Your bandit picks the same rarely-pulled arm 8 phases in a row, even though its mean_reward (0.3) sits well below other arms (means around 1.5 to 2.0). Compute the exploration bonus at C=1.4 for this arm with N=5000 & n_k=4 (use ln(5000) approx 8.52). Then explain in one sentence why ANDREA's choice of C=0.5 would change the outcome. Show your arithmetic.

Coming Up Next

What You Have

UCB1 picks the arm with the highest upper confidence bound. The bound combines mean_reward (exploit) with sqrt(ln(N) / n_k) scaled by C (explore). ANDREA tunes C=0.5 because per-step rewards sit in a 0.5 to 3.0 band, & the textbook 1.4 floods the schedule with low-mean arms.


What Remains

Vanilla UCB1 picks one arm at a time. ANDREA picks several focus arms per phase, mixes random arms first, & holds each phase for 7 to 42 steps. That structure (activity 77: dice phases) keeps UCB from overcommitting to early winners while still letting it concentrate effort.

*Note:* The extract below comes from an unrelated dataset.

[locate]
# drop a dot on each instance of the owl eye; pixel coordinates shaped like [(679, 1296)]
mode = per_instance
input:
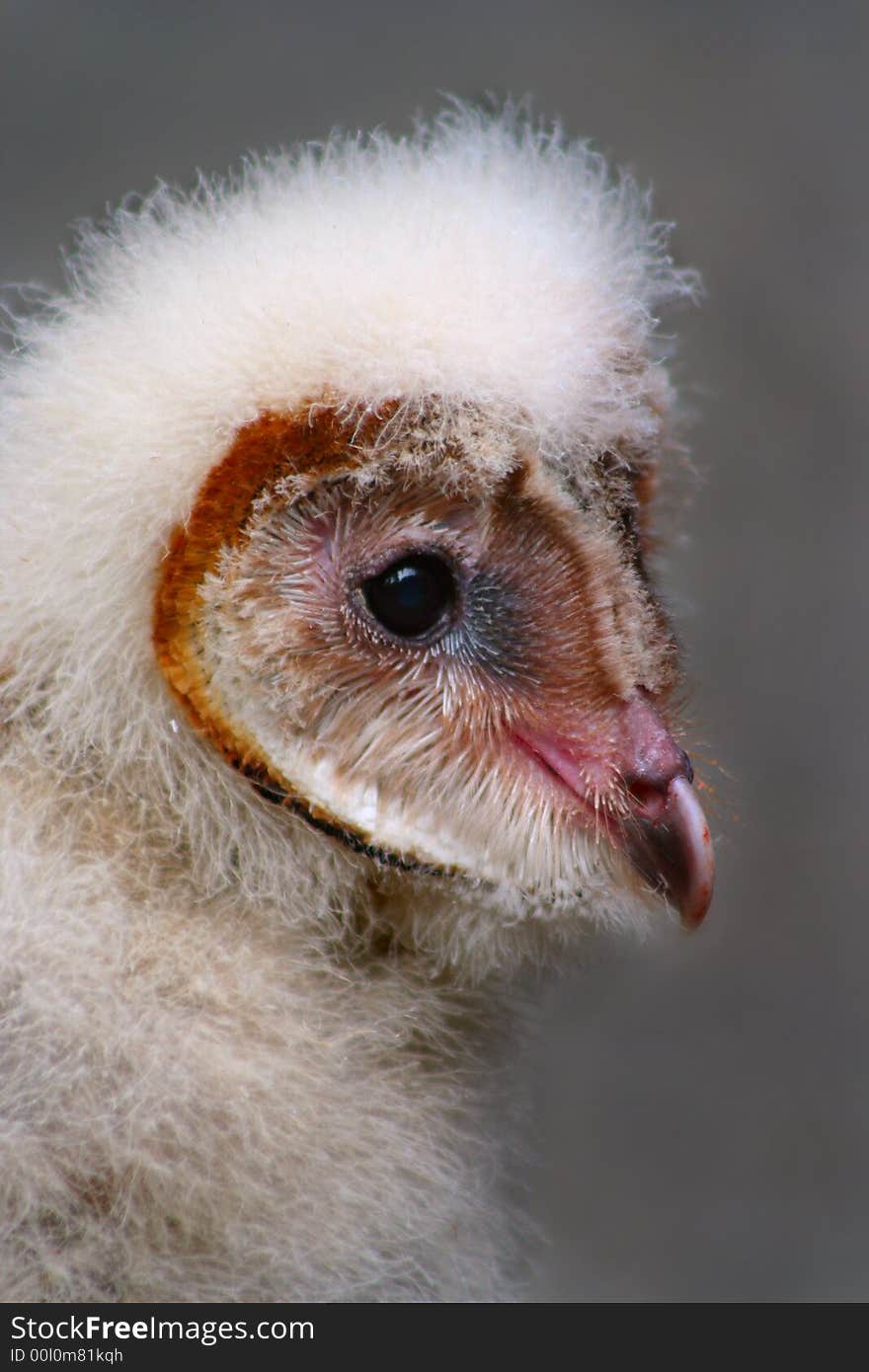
[(412, 595)]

Reward attribution (activity 78) shows where mean_reward(k) actually comes from. Floors & epoch penalties (activity 79) layer protective rules on top of UCB output.


Reference

- Auer, Cesa-Bianchi, Fischer (2002). "Finite-time Analysis of the Multiarmed Bandit Problem." Machine Learning, 47, 235-256.

- ANDREA whitepaper, sections 3.1 & 3.4.